Ron Fairly, the only player to be named an all-star as a member of the Montreal Expos and Toronto Blue Jays, passed away on Tuesday at the age of 81.
A cause of death has not been released, but the Seattle Mariners, whom Fairly had most recently worked for as a broadcaster, shared the news via social media.
Born in Macon, Ga., but raised in Long Beach, Calif., the left-handed hitting Fairly was signed by the Los Angeles Dodgers in 1958. He would play parts of 12 seasons with the Dodgers and collect three World Series rings (1959, 1963, 1965). Dodgers fans will remember Fairly best for his bat in the 1965 Fall Classic when he went 11-for-29 (.379) with two home runs and six RBIs to help the Dodgers down the Minnesota Twins in seven games.

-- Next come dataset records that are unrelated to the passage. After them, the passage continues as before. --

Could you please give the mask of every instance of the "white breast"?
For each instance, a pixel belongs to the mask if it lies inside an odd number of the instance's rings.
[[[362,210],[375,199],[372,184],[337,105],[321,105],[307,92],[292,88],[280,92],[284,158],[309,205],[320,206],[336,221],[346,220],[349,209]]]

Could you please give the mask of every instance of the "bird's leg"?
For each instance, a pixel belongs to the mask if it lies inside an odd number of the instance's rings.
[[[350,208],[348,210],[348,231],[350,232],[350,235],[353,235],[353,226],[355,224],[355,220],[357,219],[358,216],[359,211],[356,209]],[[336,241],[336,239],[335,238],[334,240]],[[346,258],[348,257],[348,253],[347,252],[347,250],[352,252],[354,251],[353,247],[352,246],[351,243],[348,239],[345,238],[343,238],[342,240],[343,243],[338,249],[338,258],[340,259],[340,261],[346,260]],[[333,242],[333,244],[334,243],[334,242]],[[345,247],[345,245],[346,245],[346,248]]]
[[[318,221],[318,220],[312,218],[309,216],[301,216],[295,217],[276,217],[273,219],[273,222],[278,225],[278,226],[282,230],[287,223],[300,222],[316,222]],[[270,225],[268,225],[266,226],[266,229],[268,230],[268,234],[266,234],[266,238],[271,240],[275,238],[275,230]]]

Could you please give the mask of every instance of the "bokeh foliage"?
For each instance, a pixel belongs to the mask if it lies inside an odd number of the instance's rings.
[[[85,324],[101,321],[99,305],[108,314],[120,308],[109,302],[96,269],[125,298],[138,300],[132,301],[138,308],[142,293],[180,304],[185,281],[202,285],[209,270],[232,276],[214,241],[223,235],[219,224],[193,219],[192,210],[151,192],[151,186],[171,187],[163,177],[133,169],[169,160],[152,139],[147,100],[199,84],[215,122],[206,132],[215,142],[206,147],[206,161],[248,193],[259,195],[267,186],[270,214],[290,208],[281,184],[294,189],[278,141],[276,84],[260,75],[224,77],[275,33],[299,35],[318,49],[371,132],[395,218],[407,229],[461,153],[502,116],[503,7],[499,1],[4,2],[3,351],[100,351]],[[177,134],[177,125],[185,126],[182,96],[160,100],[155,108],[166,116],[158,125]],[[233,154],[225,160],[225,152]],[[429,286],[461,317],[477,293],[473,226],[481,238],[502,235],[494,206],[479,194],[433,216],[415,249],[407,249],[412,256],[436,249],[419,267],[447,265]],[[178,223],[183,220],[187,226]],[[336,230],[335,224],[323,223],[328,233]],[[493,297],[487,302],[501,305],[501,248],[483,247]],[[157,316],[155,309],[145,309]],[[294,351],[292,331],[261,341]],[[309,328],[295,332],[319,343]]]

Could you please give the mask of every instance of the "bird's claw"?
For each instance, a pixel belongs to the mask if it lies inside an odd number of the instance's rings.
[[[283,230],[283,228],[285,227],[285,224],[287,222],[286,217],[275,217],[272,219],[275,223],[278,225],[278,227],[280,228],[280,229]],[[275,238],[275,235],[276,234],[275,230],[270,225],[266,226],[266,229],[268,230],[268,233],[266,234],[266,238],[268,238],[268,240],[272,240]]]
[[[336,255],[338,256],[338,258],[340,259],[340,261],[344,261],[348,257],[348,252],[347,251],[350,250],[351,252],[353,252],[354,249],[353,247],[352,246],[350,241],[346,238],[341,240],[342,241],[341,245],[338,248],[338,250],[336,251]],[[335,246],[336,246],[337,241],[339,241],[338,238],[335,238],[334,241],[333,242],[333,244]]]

On June 11, 1969, Fairly was dealt to the Expos with Paul Popovich for Maury Wills and Manny Mota. The outfielder/first baseman proceeded to bat .289 and post a .358 on-base percentage (OBP) and belt 12 home runs in 70 games for the Expos in their inaugural season. Four years later, he enjoyed his best campaign with the Expos, batting .298, socking 17 home runs and recording a .422 OBP. That season he walked 86 times and struck out on just 33 occasions. For his efforts, he was named to the National League All-Star team.
After parts of six seasons with the Expos, Fairly was swapped to the St. Louis Cardinals for minor league infielders Rudy Kinard and Ed Kurpiel. He hit .289 in 180 games with the Cardinals before his contract with purchased by the Oakland A’s on September 14, 1976.
Fairly played just 15 games with the A’s prior to be dealt to the Blue Jays on February 24, 1977 for minor leaguer Mike Weathers. When the 39-year-old Fairly suited up for the Blue Jays in 1977, it made him the first – and only – big leaguer to play for both the Expos and the Blue Jays in their inaugural seasons.
Hitting in the middle of the order for the Blue Jays, Fairly was one of the club’s only consistent offensive threats in their first season that saw them lose 107 games. In 132 contests for the Blue jays, he batted .279 and set a career-high with 19 home runs and became the first Blue Jay selected to the all-star game.
Following the 1977 campaign, the Blue Jays dealt Fairly to the California Angels, where he batted .217 in 89 contests to close out his playing career.
In all, in 2,442 big league games spanning 21 seasons, Fairly batted .266 with 215 home runs. He is one of less than 12 players to appear in over 1,000 games in the infield and in over 1,000 games in the outfield.
The charismatic Californian would enjoy a successful second career as a broadcaster, first with the Angels, then with the San Francisco Giants starting in 1987 before joining the Mariners broadcast crew as a colour commentator in 1993. He worked 14 seasons in the M’s booth before retiring in 2006.
He came out of retirement to work part-time on Mariners’ broadcasts in 2011.
“Ron was a key voice in our history,” said Mariners President & CEO Kevin Mather in a statement from the team. “He joined our team at the start of an important era of Seattle baseball, beginning the same year as Lou Piniella and bringing over a decade of exciting baseball to our fans on TV and radio. Our thoughts are with his three sons: Mike, Steve and Patrick; and his grandchildren.”
Fairly was predeceased by his wife, Mary.